We all live now in the cold, cruel, competitive and literally careless world that is the dystopian result of  lopsidedness--or monopoly power. Call it Neoliberalism if you want, this me-first, winner-take-all, king of the jungle masculine ethos that's engulfed and depressed us. Since everyone wants to be a king of the jungle man, people have tilted to looking for love in all the wrong places: on Tinder and Facebook, in kennels and animal shelters, out of pills and smokes and snorts. So many videos of cat cuteness going viral. So many opportunities for Big Pharma as this cancer metastasizes. Everyone is openly hurting one way or another. Newspapers carry headlines about endemic loneliness, killer opioid epidemics, gun consumption and suicide spikes. Last week alone I had three clerks express relief and gratitude when I thanked them for trying to be helpful and sort my problems out because we live in cruel times destroying everyone and everything.

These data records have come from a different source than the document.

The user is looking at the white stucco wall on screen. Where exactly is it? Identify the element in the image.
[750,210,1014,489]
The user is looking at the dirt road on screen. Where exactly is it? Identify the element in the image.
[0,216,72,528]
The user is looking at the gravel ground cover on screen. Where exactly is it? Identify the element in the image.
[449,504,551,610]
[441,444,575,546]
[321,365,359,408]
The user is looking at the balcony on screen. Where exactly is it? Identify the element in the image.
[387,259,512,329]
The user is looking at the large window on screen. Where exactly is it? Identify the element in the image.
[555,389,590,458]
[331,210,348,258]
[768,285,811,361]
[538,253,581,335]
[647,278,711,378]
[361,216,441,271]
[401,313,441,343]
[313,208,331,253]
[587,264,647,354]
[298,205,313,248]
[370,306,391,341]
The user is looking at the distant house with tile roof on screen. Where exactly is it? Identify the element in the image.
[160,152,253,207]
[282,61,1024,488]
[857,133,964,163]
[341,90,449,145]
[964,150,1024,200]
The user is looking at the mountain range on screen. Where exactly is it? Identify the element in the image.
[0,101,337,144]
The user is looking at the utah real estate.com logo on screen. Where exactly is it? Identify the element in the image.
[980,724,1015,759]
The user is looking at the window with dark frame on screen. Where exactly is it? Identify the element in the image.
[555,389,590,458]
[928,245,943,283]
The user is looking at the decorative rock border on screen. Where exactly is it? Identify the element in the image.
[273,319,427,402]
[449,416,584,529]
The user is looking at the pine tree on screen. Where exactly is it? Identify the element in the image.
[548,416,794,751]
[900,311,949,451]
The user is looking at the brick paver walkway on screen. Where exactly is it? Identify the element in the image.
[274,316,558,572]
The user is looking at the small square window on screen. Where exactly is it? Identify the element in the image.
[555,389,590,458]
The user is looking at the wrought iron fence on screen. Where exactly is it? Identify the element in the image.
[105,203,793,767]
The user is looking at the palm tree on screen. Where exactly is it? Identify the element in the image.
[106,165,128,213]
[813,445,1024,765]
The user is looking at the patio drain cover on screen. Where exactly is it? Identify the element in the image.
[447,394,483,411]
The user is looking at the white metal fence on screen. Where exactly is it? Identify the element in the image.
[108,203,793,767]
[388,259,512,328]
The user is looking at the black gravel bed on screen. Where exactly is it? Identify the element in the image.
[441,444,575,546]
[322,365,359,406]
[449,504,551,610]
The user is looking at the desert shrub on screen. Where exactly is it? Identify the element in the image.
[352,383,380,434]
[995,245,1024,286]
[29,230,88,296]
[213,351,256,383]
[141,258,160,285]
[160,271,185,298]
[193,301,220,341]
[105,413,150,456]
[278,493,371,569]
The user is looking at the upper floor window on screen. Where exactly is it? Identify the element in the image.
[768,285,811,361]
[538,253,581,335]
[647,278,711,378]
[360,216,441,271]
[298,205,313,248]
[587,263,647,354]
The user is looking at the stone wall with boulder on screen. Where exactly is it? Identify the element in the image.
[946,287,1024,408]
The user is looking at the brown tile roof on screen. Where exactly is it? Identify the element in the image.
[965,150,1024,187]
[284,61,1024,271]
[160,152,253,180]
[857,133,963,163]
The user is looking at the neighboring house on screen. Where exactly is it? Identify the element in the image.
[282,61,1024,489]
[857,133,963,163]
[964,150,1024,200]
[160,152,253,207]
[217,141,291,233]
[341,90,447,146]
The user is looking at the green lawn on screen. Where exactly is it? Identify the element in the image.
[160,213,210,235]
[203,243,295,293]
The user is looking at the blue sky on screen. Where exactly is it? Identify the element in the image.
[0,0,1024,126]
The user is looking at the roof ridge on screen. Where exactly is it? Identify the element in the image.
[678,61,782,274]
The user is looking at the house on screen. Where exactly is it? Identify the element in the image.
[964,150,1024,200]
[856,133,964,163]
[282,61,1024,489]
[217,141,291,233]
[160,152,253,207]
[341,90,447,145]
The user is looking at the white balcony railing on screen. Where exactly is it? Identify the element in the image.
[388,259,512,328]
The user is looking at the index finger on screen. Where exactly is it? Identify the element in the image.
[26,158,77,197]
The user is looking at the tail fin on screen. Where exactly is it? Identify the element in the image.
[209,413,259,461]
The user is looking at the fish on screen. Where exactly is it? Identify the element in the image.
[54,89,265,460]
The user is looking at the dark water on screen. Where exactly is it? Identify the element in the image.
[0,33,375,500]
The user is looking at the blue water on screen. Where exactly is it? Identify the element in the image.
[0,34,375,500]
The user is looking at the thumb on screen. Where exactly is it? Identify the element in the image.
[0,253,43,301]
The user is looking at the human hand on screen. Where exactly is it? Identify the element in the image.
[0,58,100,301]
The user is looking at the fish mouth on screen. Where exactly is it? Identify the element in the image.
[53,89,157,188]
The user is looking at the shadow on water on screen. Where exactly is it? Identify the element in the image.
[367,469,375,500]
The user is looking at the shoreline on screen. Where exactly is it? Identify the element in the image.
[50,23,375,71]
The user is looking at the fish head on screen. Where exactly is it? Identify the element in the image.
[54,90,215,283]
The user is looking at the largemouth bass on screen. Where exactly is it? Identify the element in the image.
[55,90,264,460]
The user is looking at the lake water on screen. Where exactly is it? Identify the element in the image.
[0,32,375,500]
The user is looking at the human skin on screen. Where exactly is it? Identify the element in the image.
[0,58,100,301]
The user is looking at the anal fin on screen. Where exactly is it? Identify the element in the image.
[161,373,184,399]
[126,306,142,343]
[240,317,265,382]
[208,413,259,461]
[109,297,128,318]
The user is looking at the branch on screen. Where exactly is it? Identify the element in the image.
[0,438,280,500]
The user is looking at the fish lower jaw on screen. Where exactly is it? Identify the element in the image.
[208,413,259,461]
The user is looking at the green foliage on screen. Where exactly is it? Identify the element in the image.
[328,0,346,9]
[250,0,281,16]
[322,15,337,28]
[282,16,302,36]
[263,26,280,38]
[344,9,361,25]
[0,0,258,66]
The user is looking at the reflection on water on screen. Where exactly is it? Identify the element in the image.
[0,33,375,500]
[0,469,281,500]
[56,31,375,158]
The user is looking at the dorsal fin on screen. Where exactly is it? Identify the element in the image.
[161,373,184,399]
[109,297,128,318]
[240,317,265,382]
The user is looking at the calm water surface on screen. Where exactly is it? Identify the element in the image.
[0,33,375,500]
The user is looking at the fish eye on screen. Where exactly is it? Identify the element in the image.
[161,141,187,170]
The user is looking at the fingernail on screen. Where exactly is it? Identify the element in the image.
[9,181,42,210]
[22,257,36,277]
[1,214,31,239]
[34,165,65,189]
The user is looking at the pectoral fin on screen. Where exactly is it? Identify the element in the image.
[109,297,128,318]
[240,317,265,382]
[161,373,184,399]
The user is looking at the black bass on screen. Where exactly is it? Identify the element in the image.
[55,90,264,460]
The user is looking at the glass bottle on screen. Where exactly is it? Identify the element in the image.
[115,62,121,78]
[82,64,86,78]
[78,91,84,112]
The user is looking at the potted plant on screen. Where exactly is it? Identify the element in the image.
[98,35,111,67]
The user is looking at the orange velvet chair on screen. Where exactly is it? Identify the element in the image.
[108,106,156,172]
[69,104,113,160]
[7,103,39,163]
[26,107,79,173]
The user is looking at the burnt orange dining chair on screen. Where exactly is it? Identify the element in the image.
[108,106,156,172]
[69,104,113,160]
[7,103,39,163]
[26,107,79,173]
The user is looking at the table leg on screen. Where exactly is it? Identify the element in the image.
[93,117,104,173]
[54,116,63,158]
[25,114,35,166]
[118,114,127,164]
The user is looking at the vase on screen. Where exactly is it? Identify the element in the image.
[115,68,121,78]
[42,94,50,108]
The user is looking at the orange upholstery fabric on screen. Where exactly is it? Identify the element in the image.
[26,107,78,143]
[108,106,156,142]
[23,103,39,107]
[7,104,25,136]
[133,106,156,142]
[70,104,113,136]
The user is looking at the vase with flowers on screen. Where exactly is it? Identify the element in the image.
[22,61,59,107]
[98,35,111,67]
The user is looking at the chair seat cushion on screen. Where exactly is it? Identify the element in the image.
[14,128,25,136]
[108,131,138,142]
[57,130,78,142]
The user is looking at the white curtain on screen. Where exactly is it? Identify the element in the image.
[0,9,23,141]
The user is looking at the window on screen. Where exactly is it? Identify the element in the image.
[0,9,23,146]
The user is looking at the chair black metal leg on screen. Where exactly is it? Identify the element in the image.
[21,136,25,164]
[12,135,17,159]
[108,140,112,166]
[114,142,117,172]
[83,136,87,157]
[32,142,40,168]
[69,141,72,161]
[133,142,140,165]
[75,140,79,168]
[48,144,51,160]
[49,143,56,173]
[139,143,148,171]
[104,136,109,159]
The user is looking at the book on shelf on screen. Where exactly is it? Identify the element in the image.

In Vancouver, when I asked my elderly guru what he wants us to do now in this dreadful world, what legacy for him can we create, he said without hesitation: "Bodhicitta!" Show it, spread it, share it. He was saying what the Buddha said almost 2600 years back: Show everyone love and respect, protect and cherish them like a mother does a child. Bring people together; touch their heart; bring them joy. Introduce them to goodness. Who doesn't want that?

Rinpoche was asking me to be full on female, doing what comes naturally. Wisdom in every language known to man is always feminine. For the Buddha it all starts with Prajnaparamita, the great mother, the great wisdom. The legions of monks and lamas and gurus who've come after are powerless without her just as they are all powerless until the female wisdom goddesses, the dakinis, bless them. Every morning, the monks in Rinpoche's monastery open the shrine hall with an hour of prayers to the great Arya Tara, asking the swift, fierce, all-knowing goddess for protection, guidance, confidence and love. How much more "feminist" can you get?

I told some of this to that woman in Vancouver. She smiled brightly and kept smiling as we parted. I felt better myself. Dharma is indeed a warm and welcoming refuge in these greed stricken, cruel-hearted masculine times. Something like a mother's hug. 

~Sandy Garson "Wordsmithing to attest how the Dharma saved me from myself!"